Canada could be pumping almost 5 million barrels per day of crude by 2020, trailing only Russia, Saudi Arabia and the United States among the world’s leading producers, according to the annual forecast by the Canadian Association of Petroleum Producers.
It’s no longer surprising that such lofty heights depend on the oil sands.
What is startling is the rate of oil sands expansion.
In updating its numbers, CAPP, whose 280 member companies account for 95 percent of Canada’s total oil and gas output, has been forced to make dramatic changes to its outlook in only the past year.
The lobby group now projects Canadian crude volumes will rise from 2.5 million bpd in 2005 to 4.6 million bpd in 2015, a hike of 750,000 bpd from its 2005 forecast.
“The increase reflects more aggressive scheduling for some projects and new investments in the oil sands,” CAPP said.
It said the mix of the Canadian crude slate will shift markedly, with conventional crude continuing its steady decline since the 1990s from 50 percent of production today to 20 percent in 2020.
In-situ 50% by 2015The latest numbers point to oil sands mining contributing 1.75 million bpd by 2015 and in-situ operations, where deep bitumen deposits are melted before being pumped to the surface, accounting for another 1.75 million bpd (more than double the 2005 in-situ prediction).
This rapid and changing growth pattern poses some additional challenges for the industry to build pipelines and refineries to handle the increasing volumes, said Greg Stringham, CAPP’s vice president of markets and fiscal policy.
He said the forecast is based on an assessment by CAPP members of what is realistic and does not cover all of the announced projects.

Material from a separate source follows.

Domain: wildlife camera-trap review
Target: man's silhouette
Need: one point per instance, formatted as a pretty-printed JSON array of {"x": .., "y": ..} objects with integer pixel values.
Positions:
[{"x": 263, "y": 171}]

He said Canada’s surge from No. 8 among world producers to No. 4 is “coming at us quicker than most people anticipated,” especially for pipeline companies and refiners.
CAPP said it would be better to have too much rather than too little pipeline construction.

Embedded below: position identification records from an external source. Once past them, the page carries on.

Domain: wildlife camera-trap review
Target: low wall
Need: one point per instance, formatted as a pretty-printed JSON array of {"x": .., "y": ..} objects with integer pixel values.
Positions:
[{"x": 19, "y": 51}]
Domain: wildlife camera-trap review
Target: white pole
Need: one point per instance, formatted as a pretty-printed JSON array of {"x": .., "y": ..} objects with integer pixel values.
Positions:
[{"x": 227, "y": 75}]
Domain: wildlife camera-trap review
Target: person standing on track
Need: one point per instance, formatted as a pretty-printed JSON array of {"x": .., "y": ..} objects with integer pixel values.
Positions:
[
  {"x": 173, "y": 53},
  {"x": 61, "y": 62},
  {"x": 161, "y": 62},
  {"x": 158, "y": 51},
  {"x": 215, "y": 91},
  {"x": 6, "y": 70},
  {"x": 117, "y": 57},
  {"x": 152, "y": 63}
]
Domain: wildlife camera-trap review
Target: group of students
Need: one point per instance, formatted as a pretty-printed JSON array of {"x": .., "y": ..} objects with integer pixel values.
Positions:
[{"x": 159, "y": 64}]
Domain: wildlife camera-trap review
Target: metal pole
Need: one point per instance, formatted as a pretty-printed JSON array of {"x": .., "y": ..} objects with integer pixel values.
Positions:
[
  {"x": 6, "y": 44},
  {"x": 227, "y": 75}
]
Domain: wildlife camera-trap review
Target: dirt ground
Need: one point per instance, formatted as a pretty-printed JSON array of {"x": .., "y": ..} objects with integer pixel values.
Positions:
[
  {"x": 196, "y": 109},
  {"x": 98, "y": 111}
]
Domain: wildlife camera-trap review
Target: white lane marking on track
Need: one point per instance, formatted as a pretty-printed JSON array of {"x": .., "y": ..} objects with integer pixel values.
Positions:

“The cost of a small amount of surplus pipeline capacity (in excess tools to offset the costs of unused delivery capacity) is preferable to the lost revenue from shut-in production due to insufficient pipeline capacity,” the report said.
To that end, it impressed on producers the urgent need to sign shipping contracts to support pipelines planned for increased deliveries to the United States or to open up new markets in Asia.

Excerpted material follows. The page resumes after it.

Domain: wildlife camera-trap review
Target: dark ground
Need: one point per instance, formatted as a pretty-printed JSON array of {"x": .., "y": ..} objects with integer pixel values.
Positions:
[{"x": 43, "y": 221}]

Newfoundland expected to peak in 2010On the downside, the decade-old industry offshore Newfoundland is expected to peak at 320,000 bpd in 2010, then slump to 160,000 bpd in 2020 because of reduced exploration, poor drilling results, tough environmental conditions and the current dispute between the industry and Newfoundland government over resource ownership and revenues.
That has already caused owners of the Hebron-Ben Nevis project — Chevron Canada, Imperial Oil, Petro-Canada and Norsk Hydro Canada — to abandon negotiations that were supposed to see a 100,000 bpd field come on stream by 2011.
CAPP also cautioned that its bullish numbers could undergo revision if there is insufficient labor to build the oil sands projects, a lack of refineries to process the volumes, a shortage of materials such as steel and equipment and if in-situ projects encounter technical problems.
At worst, CAPP does not expect adverse labor or industry conditions would reduce its target by more than 800,000 bpd.
As well, CAPP bases its supply scenarios on what producers will use to dilute bitumen for pipeline transportation — synthetic crude or imported condensate.
It also notes that the latest projects to join the oil sands line-up are counting on oil prices of no worse than US$30-$35 a barrel.